At 12-months, a significant treatment effect in favor of arimoclomol of ?1.40 points (95% CI: ?2.76, ?0.03; p = 0.046) was observed, corresponding to a 65% relative reduction in annual disease progression. In the prespecified subgroup of patients receiving miglustat as routine care, arimoclomol resulted in stabilization of disease severity with a treatment difference of ?2.06 in favor of arimoclomol (p = 0.006). In the pre-specified subgroup of patients ?4 years of age the mean treatment difference was ?1.80 in favor of arimoclomol (p=0.016), corresponding to 82% relative reduction in annual disease progression.
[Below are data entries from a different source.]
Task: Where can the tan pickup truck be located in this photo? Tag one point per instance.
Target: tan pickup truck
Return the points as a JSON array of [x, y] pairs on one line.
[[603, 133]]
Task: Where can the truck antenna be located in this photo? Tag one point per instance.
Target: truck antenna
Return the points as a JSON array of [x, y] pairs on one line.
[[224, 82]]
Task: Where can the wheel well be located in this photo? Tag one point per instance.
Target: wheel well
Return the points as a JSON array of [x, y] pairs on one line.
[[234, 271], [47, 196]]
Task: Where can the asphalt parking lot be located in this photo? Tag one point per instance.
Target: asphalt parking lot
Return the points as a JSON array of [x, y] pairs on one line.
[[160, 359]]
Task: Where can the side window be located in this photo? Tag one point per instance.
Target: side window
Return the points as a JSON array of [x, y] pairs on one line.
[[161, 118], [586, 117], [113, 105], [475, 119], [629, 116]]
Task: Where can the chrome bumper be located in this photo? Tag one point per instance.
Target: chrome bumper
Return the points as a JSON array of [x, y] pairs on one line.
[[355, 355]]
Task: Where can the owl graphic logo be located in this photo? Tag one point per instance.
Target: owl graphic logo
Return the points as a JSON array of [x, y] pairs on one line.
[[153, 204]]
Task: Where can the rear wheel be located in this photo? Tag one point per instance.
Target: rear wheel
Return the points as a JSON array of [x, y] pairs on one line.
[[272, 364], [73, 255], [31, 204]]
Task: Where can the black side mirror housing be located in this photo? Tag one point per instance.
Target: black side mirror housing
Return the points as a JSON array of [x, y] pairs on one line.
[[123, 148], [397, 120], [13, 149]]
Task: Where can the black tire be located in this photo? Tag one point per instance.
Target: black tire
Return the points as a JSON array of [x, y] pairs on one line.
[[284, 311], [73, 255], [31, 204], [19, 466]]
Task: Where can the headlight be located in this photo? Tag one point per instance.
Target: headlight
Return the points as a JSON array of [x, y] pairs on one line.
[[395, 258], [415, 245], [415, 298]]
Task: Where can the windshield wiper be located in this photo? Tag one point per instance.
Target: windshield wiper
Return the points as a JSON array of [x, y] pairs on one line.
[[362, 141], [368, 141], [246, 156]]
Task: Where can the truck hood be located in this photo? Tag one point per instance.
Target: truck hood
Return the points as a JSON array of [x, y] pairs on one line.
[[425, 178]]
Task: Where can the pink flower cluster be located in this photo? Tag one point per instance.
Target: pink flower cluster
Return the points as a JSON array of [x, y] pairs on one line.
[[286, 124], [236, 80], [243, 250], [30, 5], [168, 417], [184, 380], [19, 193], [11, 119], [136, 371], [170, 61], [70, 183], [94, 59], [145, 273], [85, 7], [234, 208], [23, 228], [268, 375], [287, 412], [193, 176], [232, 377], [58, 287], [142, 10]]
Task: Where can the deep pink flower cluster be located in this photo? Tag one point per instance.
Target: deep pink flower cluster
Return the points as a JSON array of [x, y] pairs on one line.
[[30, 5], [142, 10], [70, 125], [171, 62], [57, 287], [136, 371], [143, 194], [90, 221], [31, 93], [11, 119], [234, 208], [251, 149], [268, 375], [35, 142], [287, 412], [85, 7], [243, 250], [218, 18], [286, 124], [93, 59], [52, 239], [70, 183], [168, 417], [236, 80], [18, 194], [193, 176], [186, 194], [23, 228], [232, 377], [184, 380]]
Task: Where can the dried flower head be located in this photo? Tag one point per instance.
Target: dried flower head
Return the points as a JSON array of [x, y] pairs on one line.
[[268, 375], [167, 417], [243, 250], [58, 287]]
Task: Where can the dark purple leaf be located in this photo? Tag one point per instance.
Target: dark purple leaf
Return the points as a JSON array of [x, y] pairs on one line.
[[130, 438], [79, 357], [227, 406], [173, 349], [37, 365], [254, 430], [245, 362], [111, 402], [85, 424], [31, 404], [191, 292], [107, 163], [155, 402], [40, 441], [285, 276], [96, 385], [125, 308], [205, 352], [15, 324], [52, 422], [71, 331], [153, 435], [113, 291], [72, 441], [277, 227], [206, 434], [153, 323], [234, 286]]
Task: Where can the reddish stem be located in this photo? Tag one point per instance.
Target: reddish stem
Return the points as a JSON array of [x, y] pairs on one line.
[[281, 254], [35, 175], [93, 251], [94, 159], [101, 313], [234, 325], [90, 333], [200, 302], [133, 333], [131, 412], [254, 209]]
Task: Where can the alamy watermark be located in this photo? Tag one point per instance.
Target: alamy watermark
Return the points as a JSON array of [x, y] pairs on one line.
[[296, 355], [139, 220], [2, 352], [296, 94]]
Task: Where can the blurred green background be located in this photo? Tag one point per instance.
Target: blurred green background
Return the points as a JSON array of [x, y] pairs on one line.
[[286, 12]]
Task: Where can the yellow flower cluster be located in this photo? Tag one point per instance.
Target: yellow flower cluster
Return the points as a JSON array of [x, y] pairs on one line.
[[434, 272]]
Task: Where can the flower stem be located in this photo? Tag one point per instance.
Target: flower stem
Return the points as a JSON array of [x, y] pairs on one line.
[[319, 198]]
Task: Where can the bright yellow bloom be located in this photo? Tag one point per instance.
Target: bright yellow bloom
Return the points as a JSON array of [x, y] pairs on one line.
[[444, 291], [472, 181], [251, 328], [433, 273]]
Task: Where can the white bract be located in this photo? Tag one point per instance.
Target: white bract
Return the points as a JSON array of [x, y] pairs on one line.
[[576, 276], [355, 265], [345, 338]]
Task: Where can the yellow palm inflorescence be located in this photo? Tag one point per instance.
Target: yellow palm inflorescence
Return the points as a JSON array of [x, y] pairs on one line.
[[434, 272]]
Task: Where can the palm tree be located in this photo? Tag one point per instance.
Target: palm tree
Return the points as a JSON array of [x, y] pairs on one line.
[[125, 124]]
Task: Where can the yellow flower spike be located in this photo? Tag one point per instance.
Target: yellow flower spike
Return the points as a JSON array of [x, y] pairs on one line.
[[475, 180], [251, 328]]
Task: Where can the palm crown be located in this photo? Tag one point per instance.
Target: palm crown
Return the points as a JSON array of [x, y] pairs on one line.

Arimoclomol was well-tolerated, with adverse events occurring in 88.2% of patients receiving arimoclomol and 75.0% of patients receiving placebo. Fewer patients had serious adverse events with arimoclomol (14.7%) versus placebo (31.3%).

Orphazyme's Chief Medical Officer stated the following in an announcement this week:

"We are pleased to share the data from our Phase 2/3 trial in JIMD. NPC is a rare, inherited progressive neurodegenerative disorder with a high unmet medical need for disease-modifying treatment options. This trial demonstrated a statistically significant and clinically meaningful treatment effect of arimoclomol in NPC supported by significant and consistent effects across several disease- and pharmacodynamic biomarkers. We believe these data establish the potential of arimoclomol as an efficacious and well-tolerated disease-modifying treatment for NPC."

Orphazyme's Chief Executive Officer added the following in an announcement this week:

"We are committed to serving the NPC community and are working expeditiously to deliver this potential new medicine to patients. Arimoclomol is under regulatory review in Europe, with an anticipated CHMP opinion in Q4 2021, and we continue to evaluate the path forward in the U.S. following the recent FDA response."

Steven A. Kriegsman, Chairman and Chief Executive Officer of CytRx, commented:

"CytRx is encouraged by Orphazyme's published results of its Phase 2/3 trial of arimoclomol in Niemann-Pick disease type C, which exhibited a statistically significant and clinically meaningful treatment effect on reducing disease progression. The biomarker data further suggests arimoclomol can be an effective solution for young patients suffering from NPC, with relatively few serious adverse effects. We look forward to monitoring Orphazyme's pursuit of European regulatory approval for arimoclomol in Q4 2021 and additional developments in the U.S. following the FDA's feedback."